Cautionary notes specific to pediatric central venous catheterization


Caution during puncture

  • Ultrasound-guided techniques are recommended for children with small veins that are difficult to puncture. Select a thinner, lighter probe than for adults. A linear probe or hockey-stick probe can be used.



Recommended catheters

  • Catheter kits 3–4 Fr and 5 cm long are available for newborns. Select a size that is suitable for the patient’s physique.

Cautionary notes for preparation

  • The position of the patient should be stable. In smaller children, it is especially important to secure an area for puncture manipulations. For instance, placing a pillow under the neck or using tape to extend the neck can help secure an area to operate.

  • The lumen of small vessels easily collapses under the weight of an ultrasound probe or a needle. Creating traction on the skin by taping around the puncture site, such as on the mandible or above the clavicle, can help maintain skin tension and reduce pressure on the vessel during the procedure.


Anatomy

  • The IJV is often located lateral and anterior to the CA, but may also be directly superior (3.2%), laterally parallel (3.2%), or lateral and posterior (1.4%) to it .

  • The vertebral artery runs medial and posterior to the IJV; hence, there is a risk of arterial puncture. Compared to adults, children’s vertebral arteries are larger compared with their IJV and the distance from the skin to the vertebral artery and from the vertebral artery to the IJV is shorter.

Practical puncture techniques

  • In low–birth weight infants, use a syringe smaller than that used in adults to confirm backflow of blood.

  • The pressure on the vessel from the puncture needle can cause the anterior wall of the vessel to stick to the posterior vessel or collapse the lumen, which can lead to both the anterior and posterior walls being penetrated simultaneously, and backflow of blood may not appear despite vein puncture. Pulling the needle back will create a space between the anterior and posterior walls and cause the vessel lumen to expand and fill with blood; thus, if the vessel has been penetrated, backflow of blood may appear in the process of withdrawing it.

  • It can be difficult to differentiate arterial and venous blood by color in patients with cyanotic heart disease. Confirm venous residence of the wire using ultrasound imaging, or if this cannot be determined via ultrasound, measure the pressure by inserting a plastic cannula from a venous indwelling needle via the guidewire. Confirmation can also be performed by attaching a pressure transducer directly to the needle. Do not insert a dilator unless it is certain that the guidewire resides in the vein.

  • Test punctures are not recommended in small children. A hematoma caused by a test puncture will make the procedure even more difficult and could easily cause blockage.

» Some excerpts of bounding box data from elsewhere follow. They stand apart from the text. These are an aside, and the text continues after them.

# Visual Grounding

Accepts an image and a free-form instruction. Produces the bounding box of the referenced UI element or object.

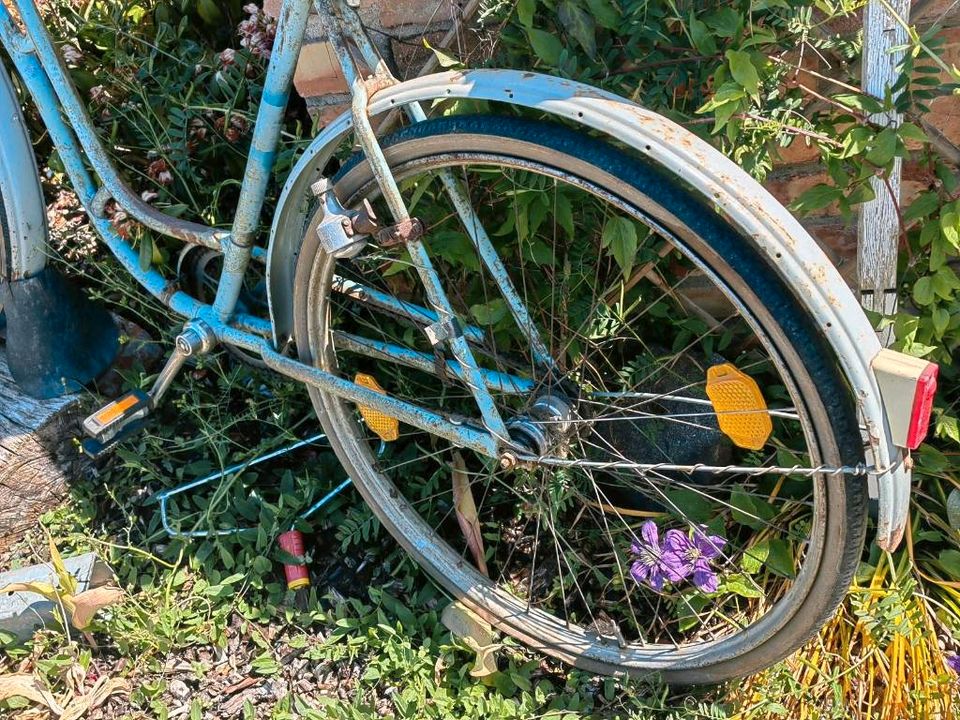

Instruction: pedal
[83,390,151,444]
[80,419,146,460]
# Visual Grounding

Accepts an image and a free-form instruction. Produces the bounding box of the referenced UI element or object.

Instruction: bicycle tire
[294,115,867,684]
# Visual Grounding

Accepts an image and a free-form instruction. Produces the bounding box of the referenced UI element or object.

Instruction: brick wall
[272,0,960,272]
[263,0,462,119]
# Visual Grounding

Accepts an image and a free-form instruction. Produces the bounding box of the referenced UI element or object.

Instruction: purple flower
[947,655,960,675]
[630,520,683,591]
[661,529,727,592]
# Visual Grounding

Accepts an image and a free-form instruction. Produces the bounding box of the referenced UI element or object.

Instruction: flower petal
[693,560,720,592]
[630,560,650,583]
[647,568,664,592]
[660,551,693,583]
[663,529,693,553]
[640,520,660,547]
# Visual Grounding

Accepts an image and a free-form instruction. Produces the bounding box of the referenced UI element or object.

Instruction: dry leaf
[47,533,77,595]
[71,585,123,630]
[0,674,63,715]
[0,582,77,618]
[0,581,60,602]
[60,675,130,720]
[453,453,489,575]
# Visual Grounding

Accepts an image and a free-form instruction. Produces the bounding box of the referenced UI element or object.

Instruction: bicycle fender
[267,70,911,551]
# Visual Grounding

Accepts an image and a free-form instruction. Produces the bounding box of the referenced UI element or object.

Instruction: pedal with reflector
[80,390,152,458]
[353,373,400,442]
[706,363,773,450]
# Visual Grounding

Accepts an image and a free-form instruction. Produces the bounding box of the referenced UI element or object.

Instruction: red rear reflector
[907,363,940,450]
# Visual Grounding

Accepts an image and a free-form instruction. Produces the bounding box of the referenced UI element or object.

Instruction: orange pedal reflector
[353,373,400,442]
[706,363,773,450]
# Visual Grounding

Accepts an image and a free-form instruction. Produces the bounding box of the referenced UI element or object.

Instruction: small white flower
[63,45,83,65]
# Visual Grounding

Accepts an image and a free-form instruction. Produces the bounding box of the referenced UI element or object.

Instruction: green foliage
[0,0,960,720]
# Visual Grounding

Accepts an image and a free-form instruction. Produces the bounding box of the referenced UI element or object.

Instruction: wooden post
[0,354,85,551]
[857,0,910,345]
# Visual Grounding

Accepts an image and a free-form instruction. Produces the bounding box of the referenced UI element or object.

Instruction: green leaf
[423,38,461,68]
[470,298,507,325]
[688,13,717,55]
[913,277,933,305]
[729,488,774,530]
[936,213,960,251]
[553,193,574,238]
[197,0,223,25]
[587,0,620,30]
[833,93,883,114]
[930,305,950,340]
[727,50,760,95]
[557,0,597,59]
[517,0,537,30]
[897,123,928,143]
[703,7,743,38]
[663,488,717,523]
[937,548,960,578]
[600,216,637,277]
[903,191,940,221]
[717,573,763,598]
[791,184,843,214]
[740,538,796,578]
[527,28,563,67]
[932,265,960,300]
[139,233,153,272]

  • Even if the needle tip is definitely inside the vein, it is difficult to insert a guidewire into a vein with a small diameter; thus, consider using a guidewire with a hydrophilic monofilament. However, be careful of breakage when using metal needles.

Complications

  • Owing to their small size, guidewires should not be inserted in children as deeply as in adults. Neonates and infants have thin ventricular and atrial walls that are easily penetrated.

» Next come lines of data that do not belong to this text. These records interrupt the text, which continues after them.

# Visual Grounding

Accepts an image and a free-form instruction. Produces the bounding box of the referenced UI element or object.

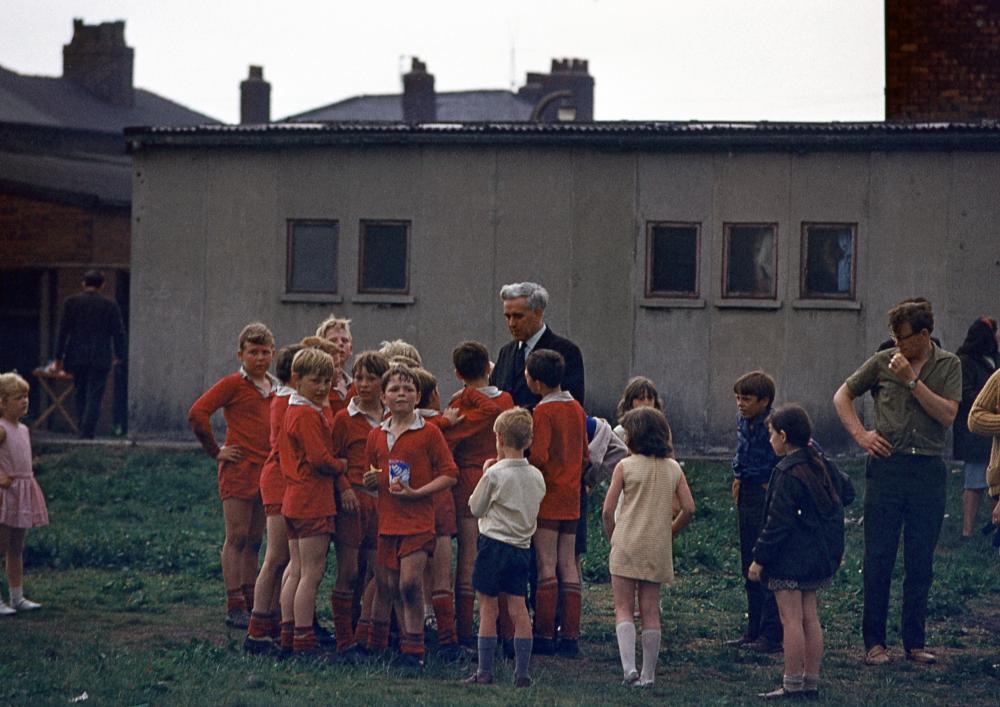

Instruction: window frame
[721,221,779,302]
[799,221,858,302]
[357,219,413,295]
[285,218,340,295]
[644,221,701,300]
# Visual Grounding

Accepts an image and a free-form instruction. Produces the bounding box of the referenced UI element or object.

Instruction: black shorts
[472,535,531,597]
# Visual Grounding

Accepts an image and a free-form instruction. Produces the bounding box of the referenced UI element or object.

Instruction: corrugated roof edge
[125,120,1000,151]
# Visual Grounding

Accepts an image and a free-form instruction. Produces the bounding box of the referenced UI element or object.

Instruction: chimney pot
[63,18,135,108]
[403,57,437,123]
[240,65,271,125]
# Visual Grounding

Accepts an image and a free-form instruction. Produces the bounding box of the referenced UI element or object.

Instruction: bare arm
[833,383,892,457]
[670,473,694,537]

  • Cardiac tamponade is a lethal complication. The right ventricle and right atrium are common perforation sites, and perforations can occur in children from the guidewire (even J type), dilator, or catheter. Symptoms may not appear right away with a guidewire puncture, and a puncture may be difficult to diagnose with radiograph after catheterization is finished. Therefore, if a decrease in blood pressure is observed, quickly perform an echocardiogram to search for cardiac tamponade.

Other considerations

  • Neonates have fragile skin; hence, be careful not to damage it by suturing too tightly when fixing a catheter.